就活は子にとって新しい人生の一歩であると同時に、保護者(親)にとっても子育ての集大成となるイベントだ。どんなキャリアを積みたいのか、そのためにどの企業を選ぶのか。親子で共有しておくべき就活の指針についてアドバイスする。(取材・文/古井一匡)

 日々のニュースからも分かるように、近年世界の政治、経済、安全保障の状況はかつて想像できなかったほど激しく揺れ動いている。

 この状況を表すのが、Volatility(変動性)、Uncertainty(不確実性)、Complexity(複雑性)、Ambiguity(曖昧性)の頭文字をつなげたVUCA(ブーカ)というキーワードである。

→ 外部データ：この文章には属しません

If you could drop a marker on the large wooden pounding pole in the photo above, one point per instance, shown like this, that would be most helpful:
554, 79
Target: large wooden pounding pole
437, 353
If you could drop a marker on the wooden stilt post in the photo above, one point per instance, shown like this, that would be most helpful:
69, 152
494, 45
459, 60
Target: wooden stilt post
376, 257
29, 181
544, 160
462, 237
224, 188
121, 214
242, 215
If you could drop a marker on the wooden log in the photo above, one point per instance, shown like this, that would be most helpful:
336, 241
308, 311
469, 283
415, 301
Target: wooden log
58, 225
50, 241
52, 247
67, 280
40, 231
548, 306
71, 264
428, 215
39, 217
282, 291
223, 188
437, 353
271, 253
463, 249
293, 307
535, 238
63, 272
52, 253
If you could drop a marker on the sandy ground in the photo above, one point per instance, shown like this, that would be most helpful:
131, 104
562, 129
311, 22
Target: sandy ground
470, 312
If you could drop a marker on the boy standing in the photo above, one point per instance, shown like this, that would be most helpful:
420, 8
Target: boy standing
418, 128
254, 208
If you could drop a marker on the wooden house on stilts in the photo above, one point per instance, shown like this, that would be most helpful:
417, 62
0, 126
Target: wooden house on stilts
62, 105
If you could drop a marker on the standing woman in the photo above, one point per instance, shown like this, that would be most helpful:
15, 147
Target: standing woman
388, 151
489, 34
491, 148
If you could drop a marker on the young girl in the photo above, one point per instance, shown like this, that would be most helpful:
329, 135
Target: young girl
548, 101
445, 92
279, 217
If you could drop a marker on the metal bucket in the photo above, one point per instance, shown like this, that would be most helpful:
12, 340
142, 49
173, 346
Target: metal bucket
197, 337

 採用市場は売り手(学生)有利といわれるが、就職はまさにVUCAの中に乗り出していくことであり、「志望企業の内定が採れればひと安心」などという甘い認識を持っているようでは心もとない。

 とはいえ、就活は学生が一人で行うものではなく、企業の人事部門や面接官、大学のキャリアセンター、就職支援サービス企業など多くの人が関わる。

親が子に自分の考えを
押し付けるのは禁物

 その中には当然、就活生の保護者(親)も入る。わが子の就活は子育ての集大成。わが子が生まれてから今まで、その成長を見守ってきた親だからこそ知っている本人の個性や強みがあるはずだ。

 また、社会人の先輩として、働くとはどういうことか、キャリア選びではどのようなことで悩むのかなど、この機会にぜひ自身の体験を子に伝えてほしい。

 ただ、親の考えを子に押し付けるのは禁物。過去に親世代が経験した就活と今の子世代の就活は、取り巻く社会状況も企業のスタンスもスケジュールも大きく異なるからだ(図表1参照)。